La Coalizione torna da Trump per decidere cosa fare con la Russia

di Artemio Romano
8 Settembre 2025 9:22 Aggiornato: 8 Settembre 2025 19:47

I capi di Stato e di governo europei torneranno negli Stati Uniti per discutere con Donald Trump come procedere nei confronti della guerra in Ucraina. Lo ha annunciato ieri il presidente degli Stati Uniti parlando ai giornalisti alla base militare di Andrews. Trump non ha fornito dettagli su chi parteciperà, ma ha lasciato intendere che gli incontri si terranno tra oggi e domani, 8 e 9 settembre. Trump ha ribadito la sua totale insoddisfazione per l’escalation della guerra, causata dalla Russia avvenuta proprio in corrispondenza delle trattative di pace, sottolineando che Russia e Ucraina stanno subendo  la perdita di migliaia di vite umane ogni settimana: «è un orribile spreco di vite umane» ha commentato il presidente americano.
Nonostante il “fallimento personale” di non essere riuscito a mettere fine al conflitto in «24 ore» (Trump ha ammesso l’errore di valutazione dicendo che aveva pensato che quello dell’Europa orientale sarebbe stato il conflitto «più facile da risolvere di tutti») il presidente degli Stati Uniti ha ribadito di credere ancora di essere in grado di fermarlo. Il punto è come, visto che ogni dialogo con Putin non sembra portare mai a nulla di concreto, e che ogni esternazione del Cremlino dimostra più ostilità che volontà di mettere fine a questa carneficina.
Donald Trump ha detto e ribadito, in più occasioni negli ultimi giorni, di essere pronto a imporre ulteriori sanzioni contro la Russia, ma senza dare alcun dettaglio. Il ministro del Tesoro Scott Bessent ha confermato a Nbc News il 7 settembre che gli Stati Uniti sono pronti a imporre ulteriore pressione sulla Russia, ma ha aggiunto: «abbiamo bisogno che i nostri partner europei ci seguano» “garantendo” però che «se gli Stati Uniti e l’Unione Europea intervengono con più sanzioni, dazi secondari sui Paesi che acquistano petrolio russo, l’economia russa collasserà completamente, e questo porterà Putin al tavolo delle trattative». Donald Trump ha già pesantemente aumentato i dazi sull’India, proprio in rappresaglia per l’acquisto di petrolio russo, portandoli al 50 per cento.

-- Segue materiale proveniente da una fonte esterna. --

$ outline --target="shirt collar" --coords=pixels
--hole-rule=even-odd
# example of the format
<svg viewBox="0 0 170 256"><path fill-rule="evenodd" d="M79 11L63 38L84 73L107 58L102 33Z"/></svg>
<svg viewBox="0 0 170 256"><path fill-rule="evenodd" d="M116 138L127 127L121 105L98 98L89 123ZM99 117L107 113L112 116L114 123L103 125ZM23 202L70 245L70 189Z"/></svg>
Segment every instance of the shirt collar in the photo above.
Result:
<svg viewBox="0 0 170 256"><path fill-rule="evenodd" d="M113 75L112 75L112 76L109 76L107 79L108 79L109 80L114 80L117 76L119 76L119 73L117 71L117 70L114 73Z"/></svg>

Sul fronte bellico, il conflitto diventa ogni giorno più sanguinoso, come appunto ha denunciato il presidente americano. Nella notte del 7 settembre, la Russia ha lanciato oltre ottocento droni e missili sull’Ucraina, in quello che è considerato l’attacco aereo più massiccio in tre anni e mezzo di guerra. E va sottolineato come questa guerra non sia combattuta solo al fronte, per le “regioni contese” del Donbass (che la Russia rivendica come “proprie”): Mosca continua incessantemente a colpire obiettivi civili in territorio ucraino, Kiev inclusa, uccidendo ogni giorno decine e decine di civili ucraini inermi, di solito nel cuore della notte mentre dormono nelle loro case. E anche chi fortunatamente non viene ucciso dai droni russi vive nell’inferno, sapendo che ogni attimo della sua vita (o della vita dei suoi familiari) potrebbe essere l’ultimo.
Volodymyr Zelensky è tornato a chiedere ieri, per l’ennesima volta, alla comunità internazionale di imporre ulteriori sanzioni contro la Russia («pesanti dazi e altre restrizioni commerciali»), per costringere con la forza il Cremlino a fermarsi mettendo completamente in ginocchio l’economia russa. Questa fase della guerra, ha poi osservato il presidente ucraino «è un chiaro segnale che Putin stia mettendo alla prova il mondo».